Q+A With Auckland Council Mayoral Candidate Vic Crone
Continuing our Q+A with the Auckland Council mayoral candidates, next up we have, ex-Xero Managing Director, Vic Crone.
1. What do you believe the role of Auckland Council is in relation to dealing with Auckland housing?
Council does have a regulator role, but ultimately it needs to balance that with its enabling role. It’s important council has the right planning rules and infrastructure investment to support housing supply.
We must get the balance right for when and where we allow this development – particularly with the context of skyrocketing demand. Council’s consenting process also plays a huge role in how fast these homes can be built.
2. Given your position on Auckland Council’s role, what actions would you take to influence the Auckland housing situation?
We need to grow both out and up. I’ll advocate for smart and appealing intensification in areas where there is good access to necessities like public transport. That means more homes in areas serviceable by major rail lines as a start and also in areas of proposed transport investment.
Alongside this we must be freeing up land faster for development and making sure it’s actually being developed. I’ve announced some policies to get development moving and stop land banking. My approach to getting supporting infrastructure in is to better forecast and prioritise with financial management, and a more effective working relationship the Government, private enterprise, and developers.

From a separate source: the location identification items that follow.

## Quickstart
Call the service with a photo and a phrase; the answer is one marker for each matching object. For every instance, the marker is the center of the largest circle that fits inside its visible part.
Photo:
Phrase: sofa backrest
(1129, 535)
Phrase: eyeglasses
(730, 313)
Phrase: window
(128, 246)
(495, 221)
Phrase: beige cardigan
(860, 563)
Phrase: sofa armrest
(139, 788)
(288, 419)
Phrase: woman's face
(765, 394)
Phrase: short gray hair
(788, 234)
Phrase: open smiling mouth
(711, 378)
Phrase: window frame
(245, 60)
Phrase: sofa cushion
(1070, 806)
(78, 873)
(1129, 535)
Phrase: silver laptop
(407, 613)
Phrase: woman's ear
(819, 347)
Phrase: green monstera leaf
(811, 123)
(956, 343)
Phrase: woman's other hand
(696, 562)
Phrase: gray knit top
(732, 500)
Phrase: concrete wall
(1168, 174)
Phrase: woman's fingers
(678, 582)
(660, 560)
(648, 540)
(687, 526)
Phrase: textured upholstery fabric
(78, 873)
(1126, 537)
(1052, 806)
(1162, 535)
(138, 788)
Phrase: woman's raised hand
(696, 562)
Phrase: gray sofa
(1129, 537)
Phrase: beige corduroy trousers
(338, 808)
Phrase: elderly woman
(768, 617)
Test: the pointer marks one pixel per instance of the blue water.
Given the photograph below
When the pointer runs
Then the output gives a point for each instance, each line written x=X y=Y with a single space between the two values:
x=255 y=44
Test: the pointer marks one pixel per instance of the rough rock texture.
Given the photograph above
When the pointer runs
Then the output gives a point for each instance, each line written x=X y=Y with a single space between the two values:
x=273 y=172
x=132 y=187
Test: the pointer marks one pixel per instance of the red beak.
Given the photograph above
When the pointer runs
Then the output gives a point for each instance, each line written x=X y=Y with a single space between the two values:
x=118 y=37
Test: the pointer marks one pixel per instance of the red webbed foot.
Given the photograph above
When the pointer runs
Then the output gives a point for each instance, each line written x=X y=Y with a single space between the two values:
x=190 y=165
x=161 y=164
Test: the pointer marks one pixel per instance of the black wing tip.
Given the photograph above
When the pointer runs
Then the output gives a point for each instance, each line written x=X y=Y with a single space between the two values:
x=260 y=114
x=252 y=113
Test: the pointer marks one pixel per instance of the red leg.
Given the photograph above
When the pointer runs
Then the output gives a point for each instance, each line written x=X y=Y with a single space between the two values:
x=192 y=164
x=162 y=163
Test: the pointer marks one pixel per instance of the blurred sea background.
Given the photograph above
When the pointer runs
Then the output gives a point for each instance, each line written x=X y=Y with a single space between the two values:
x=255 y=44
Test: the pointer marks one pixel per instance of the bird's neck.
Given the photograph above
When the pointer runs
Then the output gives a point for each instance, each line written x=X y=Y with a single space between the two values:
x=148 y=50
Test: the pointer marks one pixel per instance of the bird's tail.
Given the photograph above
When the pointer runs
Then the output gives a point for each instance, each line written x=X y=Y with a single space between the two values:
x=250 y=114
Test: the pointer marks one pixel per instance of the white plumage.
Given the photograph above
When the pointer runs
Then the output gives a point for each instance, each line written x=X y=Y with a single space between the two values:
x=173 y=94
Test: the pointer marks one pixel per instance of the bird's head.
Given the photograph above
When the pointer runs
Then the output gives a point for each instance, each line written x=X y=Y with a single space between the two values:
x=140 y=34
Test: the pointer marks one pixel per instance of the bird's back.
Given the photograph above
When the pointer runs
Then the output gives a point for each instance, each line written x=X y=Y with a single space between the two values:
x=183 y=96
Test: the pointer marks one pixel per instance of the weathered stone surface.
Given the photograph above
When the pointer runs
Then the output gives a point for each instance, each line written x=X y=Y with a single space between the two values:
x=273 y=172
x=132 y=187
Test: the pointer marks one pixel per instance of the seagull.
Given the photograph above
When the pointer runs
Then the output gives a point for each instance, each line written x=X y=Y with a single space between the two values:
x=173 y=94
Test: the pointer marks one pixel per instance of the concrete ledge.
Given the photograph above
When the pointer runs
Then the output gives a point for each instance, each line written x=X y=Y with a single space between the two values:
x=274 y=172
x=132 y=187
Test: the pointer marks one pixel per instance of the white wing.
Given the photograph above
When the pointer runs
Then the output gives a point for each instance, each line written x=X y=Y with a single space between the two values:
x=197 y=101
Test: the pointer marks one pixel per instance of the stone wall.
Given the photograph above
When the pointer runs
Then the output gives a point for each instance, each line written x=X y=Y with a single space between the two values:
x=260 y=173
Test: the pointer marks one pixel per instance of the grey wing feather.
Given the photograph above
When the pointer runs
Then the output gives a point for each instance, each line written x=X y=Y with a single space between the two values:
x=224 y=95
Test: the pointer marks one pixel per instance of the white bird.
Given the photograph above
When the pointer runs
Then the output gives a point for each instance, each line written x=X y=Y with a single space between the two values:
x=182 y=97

Statutory time frames for building consenting should not be council’s performance target, they are a worst case scenario. I’ll introduce more ambitious and publicly reported targets based on the real and full consent time. These targets will include the length of time consents are put ‘on hold’ and will be underpinned by a lean process review of consenting. I’m also committed to digitising the process as soon as possible and again, better forecasting systems will help us keep ahead.

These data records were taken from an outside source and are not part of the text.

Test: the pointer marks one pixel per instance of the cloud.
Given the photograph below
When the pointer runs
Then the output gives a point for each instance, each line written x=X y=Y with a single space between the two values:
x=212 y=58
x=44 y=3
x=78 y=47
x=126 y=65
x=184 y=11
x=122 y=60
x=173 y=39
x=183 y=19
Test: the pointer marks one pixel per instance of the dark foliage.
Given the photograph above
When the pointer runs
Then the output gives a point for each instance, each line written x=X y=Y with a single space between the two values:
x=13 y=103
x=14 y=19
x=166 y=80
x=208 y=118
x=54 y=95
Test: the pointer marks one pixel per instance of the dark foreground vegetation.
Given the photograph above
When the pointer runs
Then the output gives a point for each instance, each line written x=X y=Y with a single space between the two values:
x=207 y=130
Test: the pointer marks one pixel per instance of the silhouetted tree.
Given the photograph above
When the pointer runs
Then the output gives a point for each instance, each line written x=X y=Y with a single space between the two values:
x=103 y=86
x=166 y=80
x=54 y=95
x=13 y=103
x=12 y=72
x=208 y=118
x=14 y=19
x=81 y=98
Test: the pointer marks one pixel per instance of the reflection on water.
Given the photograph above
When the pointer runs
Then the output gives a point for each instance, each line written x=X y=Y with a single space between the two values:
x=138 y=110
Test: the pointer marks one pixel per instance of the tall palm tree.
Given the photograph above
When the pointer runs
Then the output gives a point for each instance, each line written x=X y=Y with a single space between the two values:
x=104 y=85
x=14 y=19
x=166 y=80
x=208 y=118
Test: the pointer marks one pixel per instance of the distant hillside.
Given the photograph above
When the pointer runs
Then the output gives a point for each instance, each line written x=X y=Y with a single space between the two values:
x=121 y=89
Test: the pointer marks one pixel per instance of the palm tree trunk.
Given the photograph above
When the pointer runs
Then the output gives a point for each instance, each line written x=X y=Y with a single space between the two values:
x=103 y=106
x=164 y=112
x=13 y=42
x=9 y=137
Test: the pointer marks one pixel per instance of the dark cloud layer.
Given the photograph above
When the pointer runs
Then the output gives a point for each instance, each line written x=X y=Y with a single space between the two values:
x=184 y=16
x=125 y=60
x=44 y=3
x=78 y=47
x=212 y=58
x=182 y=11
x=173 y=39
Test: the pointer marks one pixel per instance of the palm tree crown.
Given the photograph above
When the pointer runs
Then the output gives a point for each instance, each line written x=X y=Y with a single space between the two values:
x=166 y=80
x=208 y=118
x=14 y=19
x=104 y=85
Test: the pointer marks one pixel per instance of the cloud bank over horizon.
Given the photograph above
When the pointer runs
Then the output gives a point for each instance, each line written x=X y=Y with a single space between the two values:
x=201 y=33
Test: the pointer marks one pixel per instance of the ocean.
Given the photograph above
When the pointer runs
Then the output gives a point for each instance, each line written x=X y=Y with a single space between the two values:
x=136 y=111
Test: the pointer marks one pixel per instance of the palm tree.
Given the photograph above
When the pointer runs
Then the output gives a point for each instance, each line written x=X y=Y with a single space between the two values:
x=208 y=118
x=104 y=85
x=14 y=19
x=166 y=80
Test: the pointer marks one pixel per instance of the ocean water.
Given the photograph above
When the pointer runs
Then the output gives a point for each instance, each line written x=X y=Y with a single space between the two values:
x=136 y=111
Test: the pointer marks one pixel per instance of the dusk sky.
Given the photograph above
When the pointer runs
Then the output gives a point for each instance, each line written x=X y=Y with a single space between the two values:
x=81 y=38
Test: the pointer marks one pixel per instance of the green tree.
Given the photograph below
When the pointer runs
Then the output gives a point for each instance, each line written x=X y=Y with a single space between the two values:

3. How do you think Auckland’s Proposed Unitary Plan will affect future housing?
Again, I really hope the final recommendations allow for the right type of intensification and in the right places. I’d also hope that Council are using the period between Council’s special meeting on the unitary plan submissions and when the IHP recommendations come out, to continue to work with communities on the need for housing growth in an open consultative way.
4. More generally speaking, what are 3 initiatives you hope to undertake as Major of Auckland?

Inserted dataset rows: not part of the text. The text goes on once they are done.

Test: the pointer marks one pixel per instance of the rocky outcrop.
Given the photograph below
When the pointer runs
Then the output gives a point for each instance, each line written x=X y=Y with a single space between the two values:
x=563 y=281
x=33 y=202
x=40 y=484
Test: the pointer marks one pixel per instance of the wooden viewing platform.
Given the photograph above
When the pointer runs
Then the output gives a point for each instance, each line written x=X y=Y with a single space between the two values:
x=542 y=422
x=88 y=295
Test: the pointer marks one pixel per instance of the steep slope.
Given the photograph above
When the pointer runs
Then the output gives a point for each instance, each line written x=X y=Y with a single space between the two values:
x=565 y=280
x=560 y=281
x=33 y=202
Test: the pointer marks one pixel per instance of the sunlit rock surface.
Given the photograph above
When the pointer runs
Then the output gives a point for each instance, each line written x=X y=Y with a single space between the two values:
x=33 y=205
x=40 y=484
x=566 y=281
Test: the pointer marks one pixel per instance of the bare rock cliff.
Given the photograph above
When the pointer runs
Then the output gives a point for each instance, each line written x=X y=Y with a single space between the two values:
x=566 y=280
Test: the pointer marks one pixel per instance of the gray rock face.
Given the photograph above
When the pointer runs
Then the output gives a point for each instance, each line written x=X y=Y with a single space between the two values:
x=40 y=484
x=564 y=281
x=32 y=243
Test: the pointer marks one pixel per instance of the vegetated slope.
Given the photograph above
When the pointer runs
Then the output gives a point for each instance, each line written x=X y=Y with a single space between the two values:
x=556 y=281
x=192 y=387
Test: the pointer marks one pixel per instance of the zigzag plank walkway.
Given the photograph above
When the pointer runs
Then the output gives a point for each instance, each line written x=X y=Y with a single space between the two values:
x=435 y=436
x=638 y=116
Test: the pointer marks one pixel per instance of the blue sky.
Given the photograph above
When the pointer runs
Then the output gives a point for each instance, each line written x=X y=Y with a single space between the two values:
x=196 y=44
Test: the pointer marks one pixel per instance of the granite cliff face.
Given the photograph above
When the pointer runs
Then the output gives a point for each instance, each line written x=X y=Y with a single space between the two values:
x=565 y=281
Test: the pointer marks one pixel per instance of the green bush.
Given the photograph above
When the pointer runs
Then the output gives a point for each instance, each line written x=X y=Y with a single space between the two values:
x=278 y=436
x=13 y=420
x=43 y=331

My priority area for investment will be for smart, future-focused transport. We can’t be a world class city, or even a liveable city if we’re sitting in traffic. As well as making sure we’re delivering important transport projects in an integrated way across the region, I’d like to see us broaden the way we look at transport to include analysis of new and smart technologies. For example, I’d like to lay the groundwork for Council and Auckland Transport to begin partnering with major technology companies to leverage their strengths and share data for better outcomes.
Auckland’s port cannot keep up with growth in its current waterfront location and needs to move over the next 25-30 years. Moving the port will allow it more growth options, reduce congestion through central areas and free up our waterfront for some exciting developments that all Aucklanders can enjoy – options that will produce better returns for ratepayers as well.
5. What is your vision for the future of Auckland?
A world class city – not just a liveable city. This is a city that is smart and future-focused, inclusive, and competitive on the world stage. To do the best for our residents we need to keep pace with major trends impacting us.